# Loops

<div class="alert alert-block alert-info">
    You can find all of the scripts in this notebook in the subdirectory containing this notebook:
    <code>./scripts/loops</code>
</div>

Bash has four types of loops:

1. `until` loops as long as a test command has an exit status that is not zero
2. `while` loops as long as a test command has an exit status that is zero
3. a `for` loop that loops over the elements of a list (somewhat like Python's `for` loop)
4. a `for` loop similar to the C-style `for` loop 

The `break` and `continue` commands can be used to control loop execution similar to how `break` and `continue`
behave in Python and Java (although the Bash versions can specify which loop to exit or continue when loops are
nested).

#### `until` and `while`

Recall that in the following `if` statement

```sh
if test-command; then
    commands
fi
```

the exit status of *test-command* is used to determine if the body of the `if` block runs. An exit status 
of zero for *test-command* is considered to be "true" and a non-zero exit status is considered to be "false".
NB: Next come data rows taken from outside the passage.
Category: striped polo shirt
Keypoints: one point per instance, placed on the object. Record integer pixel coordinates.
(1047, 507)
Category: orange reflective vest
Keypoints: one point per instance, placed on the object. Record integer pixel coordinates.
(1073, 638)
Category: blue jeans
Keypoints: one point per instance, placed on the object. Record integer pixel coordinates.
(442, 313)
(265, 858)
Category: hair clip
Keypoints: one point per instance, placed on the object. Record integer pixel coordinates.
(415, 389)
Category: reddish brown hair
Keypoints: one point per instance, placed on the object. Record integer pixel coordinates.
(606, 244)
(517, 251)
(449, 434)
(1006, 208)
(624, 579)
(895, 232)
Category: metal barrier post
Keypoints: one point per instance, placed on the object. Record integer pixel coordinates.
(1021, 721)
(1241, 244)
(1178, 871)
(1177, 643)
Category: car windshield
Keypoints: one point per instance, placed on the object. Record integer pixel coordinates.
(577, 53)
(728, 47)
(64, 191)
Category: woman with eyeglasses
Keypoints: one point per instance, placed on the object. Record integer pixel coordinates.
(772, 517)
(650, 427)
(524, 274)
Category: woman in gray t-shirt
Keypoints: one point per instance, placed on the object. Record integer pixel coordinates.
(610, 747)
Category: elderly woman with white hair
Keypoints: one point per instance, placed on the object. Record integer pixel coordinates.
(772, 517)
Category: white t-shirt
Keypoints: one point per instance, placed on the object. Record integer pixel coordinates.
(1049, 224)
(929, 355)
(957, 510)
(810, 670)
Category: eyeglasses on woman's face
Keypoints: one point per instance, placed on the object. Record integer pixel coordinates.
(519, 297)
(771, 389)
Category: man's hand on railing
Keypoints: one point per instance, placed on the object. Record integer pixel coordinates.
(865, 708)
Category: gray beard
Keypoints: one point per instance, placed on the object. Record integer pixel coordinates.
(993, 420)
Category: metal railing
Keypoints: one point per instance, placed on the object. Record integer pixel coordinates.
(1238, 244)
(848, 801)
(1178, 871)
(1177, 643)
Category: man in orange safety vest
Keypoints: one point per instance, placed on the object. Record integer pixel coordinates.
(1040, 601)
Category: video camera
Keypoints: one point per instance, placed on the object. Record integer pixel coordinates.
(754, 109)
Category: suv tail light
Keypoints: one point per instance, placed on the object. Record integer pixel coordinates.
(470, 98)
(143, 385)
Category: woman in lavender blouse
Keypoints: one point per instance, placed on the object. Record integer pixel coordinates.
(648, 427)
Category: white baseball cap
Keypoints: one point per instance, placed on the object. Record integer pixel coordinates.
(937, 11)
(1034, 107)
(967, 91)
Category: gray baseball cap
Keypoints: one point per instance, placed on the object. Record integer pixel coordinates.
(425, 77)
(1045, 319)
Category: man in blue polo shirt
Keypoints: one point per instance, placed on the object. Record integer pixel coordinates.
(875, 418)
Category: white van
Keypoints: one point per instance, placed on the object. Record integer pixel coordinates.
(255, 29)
An `until` loop runs *until a test command succeeds* and a `while` loop runs *while a test command succeeds*.
Thus, an infinite loop can be written as:

```sh
until false; do
    # loop body here
done
```

or

```sh
while true; do
    # loop body here
done
```

The `[[ ]]` and `(( ))` constructs can be used as the *test-command*. Thus, an infinite loop can also be 
written as:

```sh
until [[ a == b ]]; do
    # loop body here
done
```

or

```sh
while [[ -n abc ]]; do
    # loop body here
done
```

or 

```sh
until (( 1 + 1 < 1 )); do
    # loop body here
done
```

or

```sh
while (( 1 > 0 )); do
    # loop body here
done
```

Examples of loops that count down to zero starting from 10 are shown below:

In [None]:
count=10
until (( count < 0 )); do
    echo $count
    count=$(( count - 1 ))
done

In [None]:
count=10
while (( count > -1 )); do
    echo $count
    (( count-- ))
done

The [Collatz conjecture](https://en.wikipedia.org/wiki/Collatz_conjecture) says that if we start with
a positive integer $n$ and repeat the following steps then the value of $n$ will eventually equal $1$:

* if $n$ is even then let $n = n/2$, otherwise
* let $n=3 \times n + 1$

No one knows if the conjecture is true but mathematicians have used computers to test the conjecture up to
values of $2^{68}$ (as of 2020).

A script that prints the sequence of values that $n$ takes on is shown below:

---
```sh
#!/bin/bash

# collatz.sh

if (( $# == 0 )); then
    echo "collatz.sh: missing positive integer argument" >&2
    exit 1
else
    val=$1
fi
if [[ ! $val =~ ^[-+]?[0-9]+$ ]]; then
    echo "collatz.sh: argument is not an integer" >&2
    exit 1
fi
if (( val < 1 )); then
    echo "collatz.sh: argument is not positive" >&2
    exit 2
fi
echo $val
while (( val != 1 )); do
    if (( val % 2 == 0 )); then
        val=$(( val / 2 ))
    else
        val=$(( 3 * val + 1 ))
    fi
    echo $val
done

```
---

In [None]:
./scripts/loops/collatz.sh 27

### `for` loop over elements in a list

There is no list data type in Bash, but the official Bash documentation often mentions the term "list". In Bash,
a list is simply a sequence of whitespace separated strings. A `for` loop over the elements of a list looks
somewhat similar to a Python `for` loop:

```sh
for name in list; do
    commands
done
```

The above `for` loop executes the loop body *commands* once for each string in *list*. Inside the loop body,
*name* is bound to the current string being processed in *list*. An example of a `for` loop that counts down to zero starting from 10 is shown below:

In [None]:
for i in 10 9 8 7 6 5 4 3 2 1 0; do
    echo $i
done

The list of strings can be obtained from an expansion. For example, word splitting after parameter substitution
produces a list: 

In [None]:
str="this is a string   with words          separated by spaces"
for s in $str; do
    echo $s
done

In the above example, `$str` is intentionally unquoted so that the shell performs word splitting.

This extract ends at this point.